Sobel filter implementation in Pygame is not detecting vertical edges but only horizontal ones

3 min read 28-08-2024
Sobel filter implementation in Pygame is not detecting vertical edges but only horizontal ones


Unveiling the Mystery: Why Your Sobel Filter Only Detects Horizontal Edges in Pygame

You're on the right track with your Sobel filter implementation in Pygame, but it seems there's a slight hiccup in the logic causing it to favor horizontal edges. Let's break down the issue and craft a solution.

Understanding the Sobel Filter

The Sobel filter is a fundamental edge detection algorithm in image processing. It works by calculating the gradient of the image intensity in both horizontal (Gx) and vertical (Gy) directions. Edges are typically found where these gradients are high.

The Bug in Your Code

The core issue lies in the calculation of Gx and Gy within your sobel function:

Gx = (imgmap[x-1][y + 1] + 2 * imgmap[x-1][y] * imgmap[x-1][y - 1]) - (imgmap[x+1][y + 1] + 2 * imgmap[x+1][y] * imgmap[x+1][y - 1])
Gy = (imgmap[x+1][y - 1] + 2 * imgmap[x+1][y] * imgmap[x+1][y + 1]) - (imgmap[x-1][y - 1] + 2 * imgmap[x-1][y] * imgmap[x-1][y + 1])

The problem is in the multiplication terms: 2 * imgmap[x-1][y] * imgmap[x-1][y - 1] and 2 * imgmap[x+1][y] * imgmap[x+1][y + 1]. This multiplication is not part of the standard Sobel operator. Instead, the Sobel filter uses weighted sums of neighboring pixel values.

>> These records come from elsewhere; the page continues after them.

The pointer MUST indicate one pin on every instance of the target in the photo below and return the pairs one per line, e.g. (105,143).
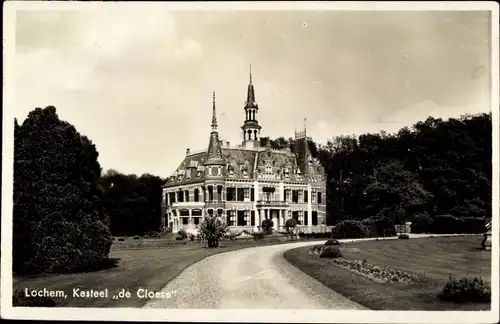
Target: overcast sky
(139,83)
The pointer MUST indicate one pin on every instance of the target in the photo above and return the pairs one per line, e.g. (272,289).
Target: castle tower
(214,171)
(251,128)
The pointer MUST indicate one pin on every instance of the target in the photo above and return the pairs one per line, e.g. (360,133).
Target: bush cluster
(466,290)
(330,252)
(447,224)
(379,226)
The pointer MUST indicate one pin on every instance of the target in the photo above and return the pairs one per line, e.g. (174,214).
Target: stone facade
(246,184)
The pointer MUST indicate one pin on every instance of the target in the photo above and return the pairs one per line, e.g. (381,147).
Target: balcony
(215,204)
(272,204)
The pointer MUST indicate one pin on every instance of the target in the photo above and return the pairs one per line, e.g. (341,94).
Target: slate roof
(251,164)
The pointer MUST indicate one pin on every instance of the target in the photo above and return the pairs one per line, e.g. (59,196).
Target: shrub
(473,225)
(182,233)
(421,223)
(330,252)
(466,290)
(267,224)
(350,229)
(290,224)
(379,226)
(211,231)
(332,242)
(19,299)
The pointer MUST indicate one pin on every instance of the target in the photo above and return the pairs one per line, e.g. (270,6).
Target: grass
(432,259)
(148,264)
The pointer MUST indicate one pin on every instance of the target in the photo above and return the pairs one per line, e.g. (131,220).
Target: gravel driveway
(252,278)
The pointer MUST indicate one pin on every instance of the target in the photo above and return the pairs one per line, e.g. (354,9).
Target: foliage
(267,225)
(330,252)
(19,299)
(182,233)
(466,290)
(332,242)
(350,229)
(290,224)
(211,231)
(134,204)
(59,221)
(375,272)
(435,167)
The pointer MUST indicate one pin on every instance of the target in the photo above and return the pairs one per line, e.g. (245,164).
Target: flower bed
(376,273)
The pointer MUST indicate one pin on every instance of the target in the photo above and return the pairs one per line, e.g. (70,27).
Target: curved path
(258,278)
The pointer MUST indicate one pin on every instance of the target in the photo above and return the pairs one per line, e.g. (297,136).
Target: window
(210,193)
(240,194)
(230,194)
(241,218)
(314,218)
(231,217)
(287,195)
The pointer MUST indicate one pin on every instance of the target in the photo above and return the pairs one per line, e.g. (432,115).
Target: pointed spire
(251,93)
(214,115)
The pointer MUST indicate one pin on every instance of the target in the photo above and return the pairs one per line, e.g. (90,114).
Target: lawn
(150,266)
(432,259)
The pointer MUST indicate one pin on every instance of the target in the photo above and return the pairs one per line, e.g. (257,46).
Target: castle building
(245,184)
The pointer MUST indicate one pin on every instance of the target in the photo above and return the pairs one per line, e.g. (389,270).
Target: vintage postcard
(306,162)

The Correct Implementation

Here's the corrected sobel function with the standard Sobel operator applied:

def sobel(path: str, n: int):  # path to image, image scale
    img = pygame.image.load(path)
    img = pygame.transform.scale_by(img, n)
    img = greyscale(img)

    imgmap = [[] for _ in range(img.width)]

    for x in range(img.width):
        for y in range(img.height):
            imgmap[x].append(img.get_at((x, y)).b)

    for x in range(1, img.width - 1):
        for y in range(1, img.height - 1):
            Gx = (imgmap[x + 1][y - 1] + 2 * imgmap[x + 1][y] + imgmap[x + 1][y + 1]) - \
                 (imgmap[x - 1][y - 1] + 2 * imgmap[x - 1][y] + imgmap[x - 1][y + 1])
            Gy = (imgmap[x - 1][y + 1] + 2 * imgmap[x][y + 1] + imgmap[x + 1][y + 1]) - \
                 (imgmap[x - 1][y - 1] + 2 * imgmap[x][y - 1] + imgmap[x + 1][y - 1])

            # Calculate the magnitude of the gradient
            gradient_magnitude = np.sqrt(Gx**2 + Gy**2)
            # Normalize the gradient magnitude to 0-255
            gradient_magnitude = int(gradient_magnitude * 255 / np.max(gradient_magnitude))

            if gradient_magnitude > 128:
                pygame.draw.rect(img, "#FF0000", (x, y, 1, 1))

    return img

Explanation:

  1. Correct Sobel Operator: The code now accurately calculates Gx and Gy using the standard Sobel kernel.
  2. Gradient Magnitude: We calculate the magnitude of the gradient using the Pythagorean theorem (gradient_magnitude = np.sqrt(Gx**2 + Gy**2)) to combine both horizontal and vertical contributions.
  3. Thresholding: To visually highlight edges, we apply a threshold. Any pixel with a gradient magnitude above 128 will be drawn in red, indicating a strong edge.

Key Improvements:

  • Accurate Gradient Calculation: The code now correctly computes the Sobel filter's gradient in both directions.
  • Robust Edge Detection: By using the gradient magnitude, the filter can detect edges regardless of their orientation.
  • Clearer Output: The thresholding ensures that only significant edges are marked, making the output easier to interpret.

Further Refinements:

  • Noise Reduction: Consider using a Gaussian blur before applying the Sobel filter to smooth out noise in your input image, leading to cleaner edge detection results.
  • Adaptive Threshold: Instead of a fixed threshold, you can use an adaptive thresholding technique, which adjusts the threshold based on local image characteristics.
  • Non-Maximum Suppression: This technique can further refine the edge map by thinning out spurious edges and enhancing the prominent ones.

Remember, edge detection is a versatile technique, and experimentation with different filters and parameters is key to achieving optimal results for your specific application.